FIND THE AMPLITUDE PERIOD AND PHASE SHIFT OF A TRIGONOMETRIC FUNCTION

Problem 1 :

State the period, amplitude, horizontal translation, and equation of the axis for each of the following trigonometric functions

a) 0.5 cos (4x)

b) y = 2 cos (3x) - 1

c) y = sin (x - π/4) + 3

d) y = 5 cos (-2x + π/3) - 2

Solution :

a) 0.5 cos (4x)

a = 0.5, k = 4, d = 0 and c = 0

Amplitude :

Amplitude = |0.5|

= 0.5

Period :

Period = 2π/|k|

= 2π/4

= π/2

Horizontal translation :

There is no horizontal translation.

Equation of axis : 

x-axis or y = 0

b) y = 2 cos (3x) - 1

a = 2, k = 3, d = 0 and c = -1

Amplitude :

Amplitude = |2|

= 2

Period :

Period = 2π/|k|

= 2π/3

Horizontal translation :

There is no horizontal translation.

Equation of axis : 

y = -1

c) y = sin (x - π/4) + 3

a = 1, k = 1, d = π/4 and c = 3

Amplitude :

Amplitude = |1|

= 1

Period :

Period = 2π/|k|

= 2π/1

= 2π

Horizontal translation :

π/4

Equation of axis : 

y = 3

d) y = 5 cos (-2x + π/3) - 2

y = 5 cos (-2(x - π/6)) - 2

a = 5, k = -2, d = π/6 and c = -2

Amplitude :

Amplitude = |5|

= 5

Period :

Period = 2π/|k|

= 2π/|-2|

= π

Horizontal translation :

π/6

Equation of axis : 

y = -2

Problem 2 :

The following trigonometric functions have the parent function

f(x) = sin x

They have undergone no horizontal translations and no reflections in either axis. Determine the equation of each function.

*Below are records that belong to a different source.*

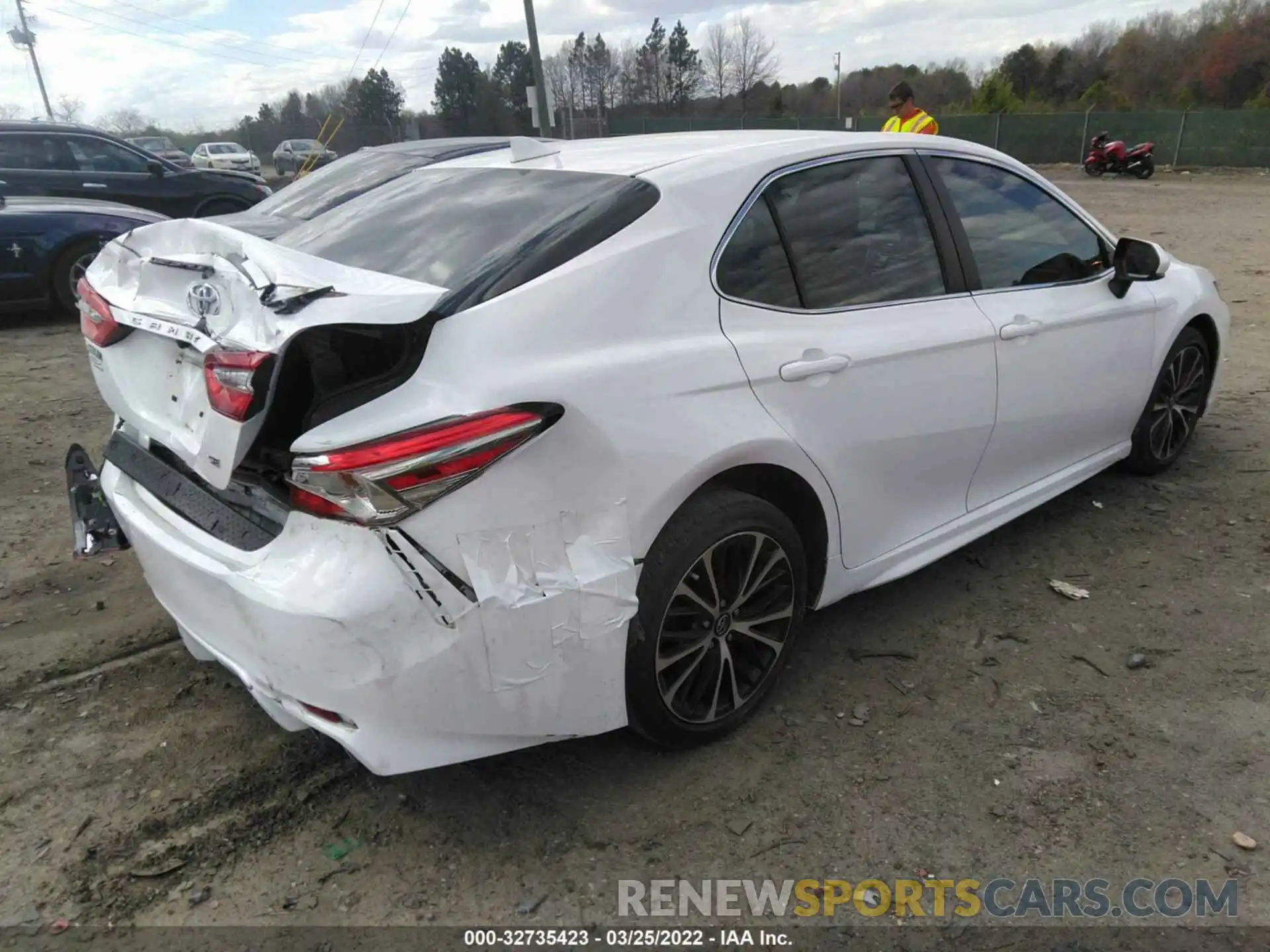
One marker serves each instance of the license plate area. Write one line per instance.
(93, 524)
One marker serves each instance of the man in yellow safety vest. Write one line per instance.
(908, 117)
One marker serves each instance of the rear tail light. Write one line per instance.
(232, 377)
(97, 320)
(384, 481)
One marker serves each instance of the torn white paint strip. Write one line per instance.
(149, 273)
(541, 588)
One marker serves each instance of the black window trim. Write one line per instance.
(125, 146)
(951, 260)
(974, 284)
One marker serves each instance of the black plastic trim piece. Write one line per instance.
(462, 587)
(186, 496)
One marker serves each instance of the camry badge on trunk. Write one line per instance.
(204, 300)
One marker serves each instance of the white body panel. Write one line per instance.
(665, 386)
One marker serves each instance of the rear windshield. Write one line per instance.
(334, 184)
(478, 233)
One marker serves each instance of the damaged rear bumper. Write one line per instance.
(361, 635)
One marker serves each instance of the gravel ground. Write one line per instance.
(1016, 740)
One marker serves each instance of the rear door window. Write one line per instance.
(478, 233)
(1017, 233)
(753, 267)
(98, 155)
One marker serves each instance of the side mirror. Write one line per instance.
(1137, 260)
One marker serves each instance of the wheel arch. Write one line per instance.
(58, 252)
(794, 496)
(1206, 327)
(201, 208)
(783, 476)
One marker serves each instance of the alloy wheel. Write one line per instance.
(726, 627)
(1176, 404)
(79, 267)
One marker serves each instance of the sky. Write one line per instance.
(202, 63)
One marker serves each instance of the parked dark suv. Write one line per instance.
(67, 160)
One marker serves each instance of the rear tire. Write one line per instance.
(220, 206)
(1177, 400)
(695, 673)
(69, 268)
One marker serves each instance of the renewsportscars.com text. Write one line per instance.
(999, 898)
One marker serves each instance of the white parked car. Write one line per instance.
(556, 438)
(225, 155)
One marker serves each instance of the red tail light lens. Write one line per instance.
(384, 481)
(230, 377)
(97, 320)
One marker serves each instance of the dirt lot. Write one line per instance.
(992, 753)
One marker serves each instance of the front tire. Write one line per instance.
(720, 598)
(220, 206)
(1176, 403)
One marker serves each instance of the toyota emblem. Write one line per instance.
(204, 300)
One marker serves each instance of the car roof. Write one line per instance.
(439, 146)
(41, 126)
(686, 157)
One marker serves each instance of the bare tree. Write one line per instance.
(753, 59)
(626, 88)
(718, 59)
(69, 108)
(125, 122)
(559, 79)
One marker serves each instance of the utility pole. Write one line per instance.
(837, 81)
(24, 37)
(540, 84)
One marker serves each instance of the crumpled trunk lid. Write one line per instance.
(189, 287)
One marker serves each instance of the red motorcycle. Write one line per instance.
(1115, 158)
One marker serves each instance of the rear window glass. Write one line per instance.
(478, 233)
(334, 184)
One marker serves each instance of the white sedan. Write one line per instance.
(225, 155)
(570, 436)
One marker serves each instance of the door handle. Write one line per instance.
(813, 362)
(1020, 327)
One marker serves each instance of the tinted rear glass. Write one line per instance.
(334, 184)
(478, 233)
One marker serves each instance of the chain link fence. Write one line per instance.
(1210, 138)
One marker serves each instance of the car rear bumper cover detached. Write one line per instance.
(365, 625)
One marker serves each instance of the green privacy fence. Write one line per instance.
(1238, 138)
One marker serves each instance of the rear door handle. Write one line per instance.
(1020, 327)
(812, 365)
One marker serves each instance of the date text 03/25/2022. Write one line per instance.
(629, 938)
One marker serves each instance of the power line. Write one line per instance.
(179, 33)
(186, 23)
(368, 31)
(404, 12)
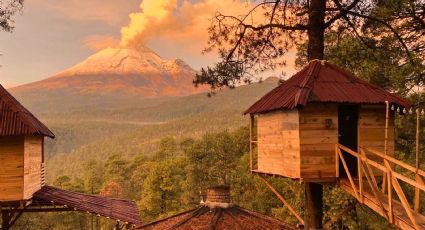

a) The graph of this trigonometric function has a period of  π and an amplitude of 25. The equation of the axis y = -4

b) The graph of this trigonometric function has a period of 10 and an amplitude of  2/5 the equation of the axis is y = 1/15

c) The graph of this trigonometric function has a period of 6π and an amplitude of 80. The equation of the axis is y = -9/10

d) The graph of this trigonometric function has a period of 1/2 and an amplitude of 11. The equation of the axis is y = 0

Solution :

a)

Period = π

Amplitude = 25

equation of the axis y = -4

y = a sin (k(x - d)) + c

a = 25

period = 2π/|k|

π = 2π/|k|

|k| = 2π/π

k = 2

Horizontal shift = 0

c = -4

y = 25 sin (2x) - 4

So, the required function is y = 25 sin (2x) - 4.

b) 

Period = 10

Amplitude = 2/5

equation of the axis y = 1/15

y = a sin (k(x - d)) + c

a = 2/5

period = 2π/|k|

10 = 2π/|k|

|k| = 2π/10

k = π/5

Horizontal shift = 0

c = 1/15

y = 2/5 sin (πx/5) + 1/15

So, the required function is y = 2/5 sin (πx/5) + 1/15

c) 

Period = 6π

Amplitude = 80

equation of the axis y = -9/10

y = a sin (k(x - d)) + c

a = 80

period = 2π/|k|

6π = 2π/|k|

|k| = 2π/6π

k = 1/3

Horizontal shift = 0

c = -9/10

y = 80 sin (x/3) - 9/10

So, the required function is y = 80 sin (x/3) - 9/10

d) 

Period = 1/2

Amplitude = 11

equation of the axis y = 0

y = a sin (k(x - d)) + c

a = 11

period = 2π/|k|

11 = 2π/|k|

|k| = 2π/11

k = 2π/11

Horizontal shift = 0

c = 0

y = 11 sin (2πx/11) - 0

So, the required function is y = 11 sin (2πx/11).

Problem 3 :

Identify the key characteristics of y = -2 cos (4x + π) + 4 and sketch the graph.

Solution :

y = -2 cos (4x + π) + 4

y = -2 cos (4(x + π/4)) + 4

y = -2 cos (4(x - (-π/4)) + 4

Comparing the given function with y = a cos(k(x - d)) + c

a = -2 (it is reflection across the x-axis)

a = |-2| = 2

k = 4, d = -π/4 and c = 4

Period = 2π/|k|

Period = 2π/4

= π/2

Horizontal shift of π/4 to the left and equation of axis is y = 4

Inputs are 

0, π/8, 2π/8, 3π/8, 4π/8

0, π/8, π/4, 3π/8, π/2

Maximum value = 6

Minimum value = 2

(0, 6) (π/8, 4)(π/4, 2)(3π/8, 4) (π/2, 6)

Problem 4 :

Each person's blood pressure is different but there is range of blood pressure values that is considered healthy. The function

P(t) = -20 cos (5π/3) t + 100

models the blood pressure, p, in millimeters of mercury, at time t, in seconds, of a person at rest.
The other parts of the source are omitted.